Can you stay or must you go?

Optimus LAW

EU citizens post-Brexit rights demystified - (Sub Title) On 6th October 2017, the Chancellor of the Exchequer Philip Hammond, wrote to the Director General of the British Chambers of Commerce (BCC) to address the matter of EU citizen’s rights in the UK after Brexit.

In his letter the Chancellor reiterates what has been publicly announced several times since Article 50 was triggered, which is that, “Any UK citizen in the UK at a specified date with five years continuous residence will be able to apply for UK settled status.

"Other EU citizens who arrive before the specified date will be able to stay until they have the five years’ residence to apply for UK settled status."

He also confirmed that there will be a grace period after the UK leaves the EU, to enable people to get their affairs in order and make their applications to settle.

These references to a ‘specified date’ may appear to be opaque. However, the Chancellor’s letter addresses the matter.

“We are clear that it shouldn’t be earlier than the date we triggered article 50 (March 29th, 2017), and no later than the date we leave the EU.”

Still unclear? What this means is that all EU citizens who were in the UK before Article 50 was triggered are entitled to apply for UK settlement, should they wish.

It also means that a date has yet to be set for EU citizens who arrived after Article 50 was triggered.
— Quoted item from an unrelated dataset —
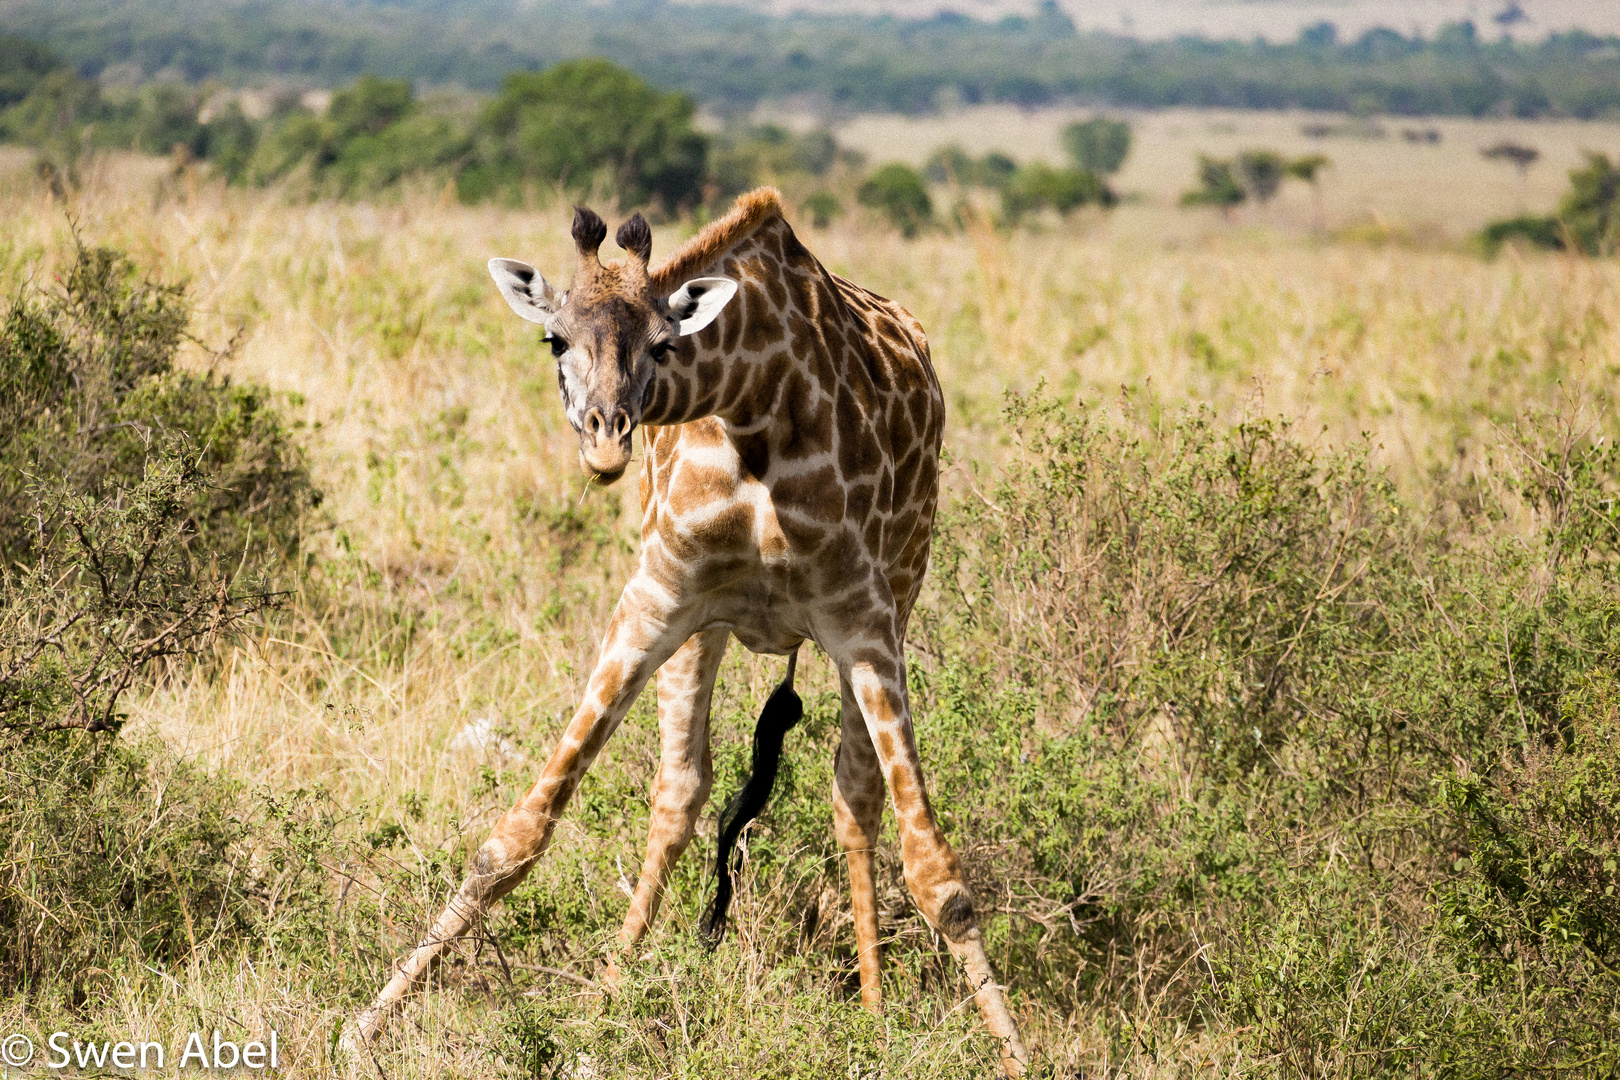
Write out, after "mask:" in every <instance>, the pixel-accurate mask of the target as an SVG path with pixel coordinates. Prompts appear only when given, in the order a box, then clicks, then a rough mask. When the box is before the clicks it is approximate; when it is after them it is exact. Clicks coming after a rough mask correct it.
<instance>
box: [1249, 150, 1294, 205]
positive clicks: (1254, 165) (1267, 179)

If you are an EU citizen and you arrived in the UK in, for example, June 2017, then it is not yet clear if you will be entitled to apply for settlement status.
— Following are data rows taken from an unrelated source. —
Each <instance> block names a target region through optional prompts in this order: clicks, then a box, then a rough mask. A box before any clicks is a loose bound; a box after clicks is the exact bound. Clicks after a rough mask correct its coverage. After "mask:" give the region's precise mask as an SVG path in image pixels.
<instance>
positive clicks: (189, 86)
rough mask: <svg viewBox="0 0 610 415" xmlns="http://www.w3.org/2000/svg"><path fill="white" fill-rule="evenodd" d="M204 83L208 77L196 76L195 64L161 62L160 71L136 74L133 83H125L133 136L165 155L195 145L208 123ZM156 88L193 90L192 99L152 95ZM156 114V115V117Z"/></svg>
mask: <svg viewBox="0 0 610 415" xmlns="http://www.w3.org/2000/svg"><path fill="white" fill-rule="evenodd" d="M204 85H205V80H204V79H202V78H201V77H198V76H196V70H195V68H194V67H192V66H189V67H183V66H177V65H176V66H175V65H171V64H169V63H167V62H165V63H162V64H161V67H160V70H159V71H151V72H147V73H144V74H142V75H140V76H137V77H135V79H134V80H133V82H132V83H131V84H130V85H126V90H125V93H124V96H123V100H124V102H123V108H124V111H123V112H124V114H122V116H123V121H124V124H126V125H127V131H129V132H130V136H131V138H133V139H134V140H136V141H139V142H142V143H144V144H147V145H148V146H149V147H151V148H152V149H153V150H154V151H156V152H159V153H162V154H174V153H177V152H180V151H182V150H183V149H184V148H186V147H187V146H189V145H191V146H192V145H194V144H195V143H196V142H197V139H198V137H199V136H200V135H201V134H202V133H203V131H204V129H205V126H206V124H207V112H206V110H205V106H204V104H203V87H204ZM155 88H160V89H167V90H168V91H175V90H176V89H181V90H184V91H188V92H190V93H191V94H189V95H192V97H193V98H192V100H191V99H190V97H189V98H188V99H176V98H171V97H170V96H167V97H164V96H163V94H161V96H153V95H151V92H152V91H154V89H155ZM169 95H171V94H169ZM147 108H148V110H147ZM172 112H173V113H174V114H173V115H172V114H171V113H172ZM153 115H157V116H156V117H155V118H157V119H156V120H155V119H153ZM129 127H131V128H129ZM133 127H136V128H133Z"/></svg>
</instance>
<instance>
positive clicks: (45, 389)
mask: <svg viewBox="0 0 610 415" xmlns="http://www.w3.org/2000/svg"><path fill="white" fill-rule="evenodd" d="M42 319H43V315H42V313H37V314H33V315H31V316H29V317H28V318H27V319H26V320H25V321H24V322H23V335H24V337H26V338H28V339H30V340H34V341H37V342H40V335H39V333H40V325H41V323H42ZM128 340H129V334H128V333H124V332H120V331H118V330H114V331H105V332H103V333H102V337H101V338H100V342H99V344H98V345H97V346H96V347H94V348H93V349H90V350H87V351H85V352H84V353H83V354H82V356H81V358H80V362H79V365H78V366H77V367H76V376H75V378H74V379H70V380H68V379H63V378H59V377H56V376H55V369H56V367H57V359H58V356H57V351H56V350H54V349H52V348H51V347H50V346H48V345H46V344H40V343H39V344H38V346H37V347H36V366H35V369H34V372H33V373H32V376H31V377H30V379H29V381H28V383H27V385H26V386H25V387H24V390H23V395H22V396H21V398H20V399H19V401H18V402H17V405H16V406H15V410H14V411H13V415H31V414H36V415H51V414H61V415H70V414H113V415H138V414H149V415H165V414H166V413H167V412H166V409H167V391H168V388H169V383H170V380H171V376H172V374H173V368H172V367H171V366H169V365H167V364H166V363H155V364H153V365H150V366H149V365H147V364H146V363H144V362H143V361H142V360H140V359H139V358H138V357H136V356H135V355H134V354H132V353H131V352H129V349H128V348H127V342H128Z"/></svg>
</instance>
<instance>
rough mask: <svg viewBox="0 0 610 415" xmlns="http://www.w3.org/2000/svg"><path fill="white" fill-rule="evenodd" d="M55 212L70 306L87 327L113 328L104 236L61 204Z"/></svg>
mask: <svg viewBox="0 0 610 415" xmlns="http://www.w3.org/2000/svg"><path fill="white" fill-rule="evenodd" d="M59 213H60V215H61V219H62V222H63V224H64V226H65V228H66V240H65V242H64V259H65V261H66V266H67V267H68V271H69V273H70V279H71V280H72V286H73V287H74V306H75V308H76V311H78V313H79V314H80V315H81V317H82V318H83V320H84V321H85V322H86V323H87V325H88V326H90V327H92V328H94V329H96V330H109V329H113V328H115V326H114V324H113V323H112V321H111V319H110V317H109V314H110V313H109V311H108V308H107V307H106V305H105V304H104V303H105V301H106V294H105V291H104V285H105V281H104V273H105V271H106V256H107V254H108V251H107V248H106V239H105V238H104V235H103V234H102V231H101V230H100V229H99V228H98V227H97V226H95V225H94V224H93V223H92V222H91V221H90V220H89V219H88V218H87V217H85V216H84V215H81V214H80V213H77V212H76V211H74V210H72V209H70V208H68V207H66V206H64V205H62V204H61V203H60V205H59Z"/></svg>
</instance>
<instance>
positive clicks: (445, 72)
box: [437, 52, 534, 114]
The Chancellor has given a reason for this: "To specify a date now, and then risk this changing through the course of the negotiations, would lead to further uncertainty."

Why wait? The obvious question is why doesn’t the UK government just agree a cut-off date for those who arrived after Article 50 was triggered?
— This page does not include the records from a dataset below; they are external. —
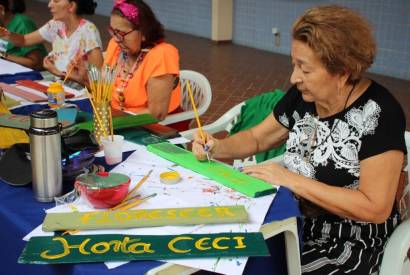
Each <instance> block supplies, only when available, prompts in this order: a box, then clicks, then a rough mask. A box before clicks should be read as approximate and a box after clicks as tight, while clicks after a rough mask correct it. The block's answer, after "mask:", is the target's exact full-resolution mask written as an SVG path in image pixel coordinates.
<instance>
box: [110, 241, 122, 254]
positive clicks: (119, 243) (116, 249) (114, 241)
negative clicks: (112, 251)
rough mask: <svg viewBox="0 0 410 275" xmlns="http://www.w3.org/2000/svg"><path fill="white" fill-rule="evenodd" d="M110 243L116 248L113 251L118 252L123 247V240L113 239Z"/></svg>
mask: <svg viewBox="0 0 410 275" xmlns="http://www.w3.org/2000/svg"><path fill="white" fill-rule="evenodd" d="M109 244H110V245H113V246H114V248H113V251H114V252H118V251H120V248H121V241H118V240H112V241H110V242H109Z"/></svg>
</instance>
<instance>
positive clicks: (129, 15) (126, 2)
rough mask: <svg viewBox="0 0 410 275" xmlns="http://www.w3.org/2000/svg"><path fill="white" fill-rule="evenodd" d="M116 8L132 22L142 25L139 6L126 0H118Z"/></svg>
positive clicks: (133, 22)
mask: <svg viewBox="0 0 410 275" xmlns="http://www.w3.org/2000/svg"><path fill="white" fill-rule="evenodd" d="M114 9H118V10H119V11H121V13H122V14H123V15H124V16H125V18H127V19H128V21H130V22H131V23H133V24H134V25H136V26H139V25H140V20H139V11H138V7H136V6H134V5H133V4H130V3H127V2H126V0H116V1H115V3H114Z"/></svg>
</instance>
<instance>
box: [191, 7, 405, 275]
mask: <svg viewBox="0 0 410 275" xmlns="http://www.w3.org/2000/svg"><path fill="white" fill-rule="evenodd" d="M292 36H293V41H292V51H291V56H292V63H293V65H294V69H293V73H292V76H291V82H292V83H293V84H294V86H293V87H292V88H291V89H290V90H289V91H288V92H287V94H286V95H285V97H284V98H283V99H282V100H281V101H280V102H279V103H278V104H277V106H276V107H275V109H274V111H273V115H270V116H268V117H267V118H266V119H265V120H264V121H263V122H262V123H261V124H259V125H258V126H256V127H254V128H252V129H249V130H246V131H243V132H240V133H238V134H236V135H233V136H231V137H228V138H226V139H223V140H219V139H215V138H214V137H212V136H211V135H209V134H206V144H203V142H202V140H201V138H200V137H199V136H196V137H195V140H194V144H193V152H194V154H195V155H196V156H197V158H198V159H205V158H206V153H205V151H204V148H205V147H207V148H209V149H208V151H209V152H210V153H211V154H212V156H213V157H220V158H243V157H245V156H249V155H252V154H255V153H257V152H261V151H266V150H268V149H270V148H272V147H274V146H276V145H277V144H280V143H281V142H283V141H284V140H287V141H286V153H285V155H284V163H285V168H284V167H281V166H278V165H275V164H265V165H257V166H251V167H246V168H244V172H245V173H248V174H250V175H252V176H254V177H257V178H260V179H263V180H265V181H267V182H269V183H272V184H276V185H281V186H285V187H287V188H289V189H290V190H292V191H293V192H294V194H295V195H296V196H297V197H298V198H299V200H300V207H301V209H302V213H303V215H304V225H303V243H304V244H303V253H302V272H303V273H305V274H377V273H378V270H379V266H380V263H381V260H382V255H383V250H384V246H385V244H386V241H387V239H388V238H389V236H390V235H391V233H392V232H393V230H394V227H395V226H396V225H397V224H398V223H399V215H398V214H397V211H396V209H395V206H394V197H395V193H396V189H397V185H398V181H399V175H400V171H401V168H402V165H403V161H404V154H405V153H406V147H405V141H404V131H405V118H404V113H403V110H402V109H401V107H400V105H399V103H398V102H397V101H396V100H395V99H394V98H393V96H392V95H391V94H390V93H389V92H388V91H387V90H386V88H384V87H383V86H381V85H379V84H377V83H376V82H374V81H372V80H369V79H366V78H364V77H363V73H364V72H365V71H366V70H367V69H368V68H369V67H370V65H371V64H372V63H373V59H374V55H375V52H376V47H375V43H374V40H373V37H372V33H371V29H370V27H369V25H368V23H367V22H366V21H365V20H364V19H363V18H362V17H360V16H359V15H358V14H357V13H355V12H353V11H352V10H349V9H346V8H342V7H338V6H322V7H317V8H312V9H309V10H307V11H306V12H305V13H304V14H303V15H302V16H301V17H300V18H299V19H298V20H297V21H296V22H295V23H294V26H293V33H292ZM245 145H246V146H245Z"/></svg>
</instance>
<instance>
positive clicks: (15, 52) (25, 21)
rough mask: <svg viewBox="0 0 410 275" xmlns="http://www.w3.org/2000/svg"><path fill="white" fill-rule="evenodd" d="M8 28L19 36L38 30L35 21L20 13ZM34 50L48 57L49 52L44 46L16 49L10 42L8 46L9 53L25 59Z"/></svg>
mask: <svg viewBox="0 0 410 275" xmlns="http://www.w3.org/2000/svg"><path fill="white" fill-rule="evenodd" d="M6 27H7V29H8V30H9V31H10V32H14V33H18V34H28V33H31V32H33V31H35V30H37V27H36V24H35V23H34V21H33V20H31V19H30V18H29V17H28V16H26V15H24V14H20V13H16V14H15V15H14V16H13V19H12V20H11V21H10V22H9V23H8V24H7V26H6ZM34 50H39V51H40V52H41V54H42V55H43V56H46V55H47V51H46V49H45V48H44V45H42V44H40V45H34V46H29V47H16V46H14V44H13V43H11V42H8V45H7V53H8V54H12V55H15V56H21V57H23V56H26V55H27V54H28V53H30V52H31V51H34Z"/></svg>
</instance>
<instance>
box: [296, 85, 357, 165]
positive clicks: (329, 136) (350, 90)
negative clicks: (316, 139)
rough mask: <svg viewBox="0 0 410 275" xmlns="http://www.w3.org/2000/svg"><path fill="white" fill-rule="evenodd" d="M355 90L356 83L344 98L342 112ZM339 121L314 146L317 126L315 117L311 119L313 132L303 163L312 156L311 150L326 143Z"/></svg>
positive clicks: (307, 146) (309, 158)
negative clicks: (314, 126) (322, 138)
mask: <svg viewBox="0 0 410 275" xmlns="http://www.w3.org/2000/svg"><path fill="white" fill-rule="evenodd" d="M355 88H356V83H354V84H353V86H352V88H351V89H350V91H349V94H348V95H347V97H346V101H345V104H344V106H343V110H342V112H343V111H344V110H346V107H347V103H348V102H349V98H350V96H351V95H352V93H353V91H354V89H355ZM317 119H318V120H319V117H317ZM339 121H340V119H338V120H336V123H335V124H334V125H333V127H332V130H330V132H329V134H328V135H327V136H326V137H325V138H324V139H323V140H322V142H320V144H318V145H315V144H314V143H316V139H317V126H318V123H317V122H316V121H315V117H313V123H314V125H315V128H314V131H313V135H312V138H311V139H310V140H309V144H308V146H307V148H306V151H305V152H307V154H304V155H305V156H304V157H303V159H304V160H305V162H308V161H310V157H311V155H312V152H313V151H314V150H312V149H313V148H318V147H320V146H322V145H323V144H324V143H325V142H327V140H328V139H329V137H330V136H331V135H332V134H333V131H334V129H336V128H337V125H338V124H339Z"/></svg>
There are two primary reasons. The first is politics. The UK government needs to consider the rights of UK citizens currently living in the EU.

The EU has not yet provided the UK government with any assurances on this matter.

Commentators accuse the government of using people’s lives as bargaining chips.

However, the reality is that a government’s first obligation is to safeguard the security, safety and wellbeing of its own citizens above all others.

It would be extraordinary if the British Prime Minister made cast-iron assurances to EU citizens before first finding out if her own citizens were properly considered.

The second matter is one of sovereignty. The British government is preparing to do what no other country in the world has ever done: to leave the European Union and take back full sovereign control of its affairs.

None of us has been here before. Any decisions that are made today will affect British affairs for years to come.

There are direct fiscal consequences attached to these decisions.

For example, if the government chose to allow any EU citizen to arrive and apply for settlement up to the eleventh hour (29th March 2019) then this leaves the UK open to the potential for a sudden surge of mass immigration.

Would this be fair to the British taxpayers who would have no choice but to pay for their settlement, possible benefits, school fees and healthcare costs?

Of course, whatever the cut-off date is, the UK is likely to see a last-minute increase in arrivals.

This cannot be avoided. But, perhaps that’s another key reason why the government has not yet done so – it must be a carefully weighed decision.

Our advice:

1. If you have been living and working in the UK since before Article 50 was triggered – fear not. Relax. You will be fully entitled to apply for settlement whereupon, if successful, you will be able to stay in the UK permanently. (Disclaimer: Right to Remain is granted only after five years of settlement – this is the case for all citizens from anywhere in the world who wish to take a British passport).

2. If you arrived to live and work in the UK after Article 50 was triggered, your prospects in the UK are yet to be decided. It is likely that a cut-off date will be announced in due course because this is one of the most crucial parts of the early negotiations.

3. If, after a cut-off date has been announced, your arrival happened after that date, it is extremely likely that the UK government will also provide guidance for you on how to apply to stay living and working in the UK. It is fair to suggest that each case will be decided on its own merit and will be linked to employment status.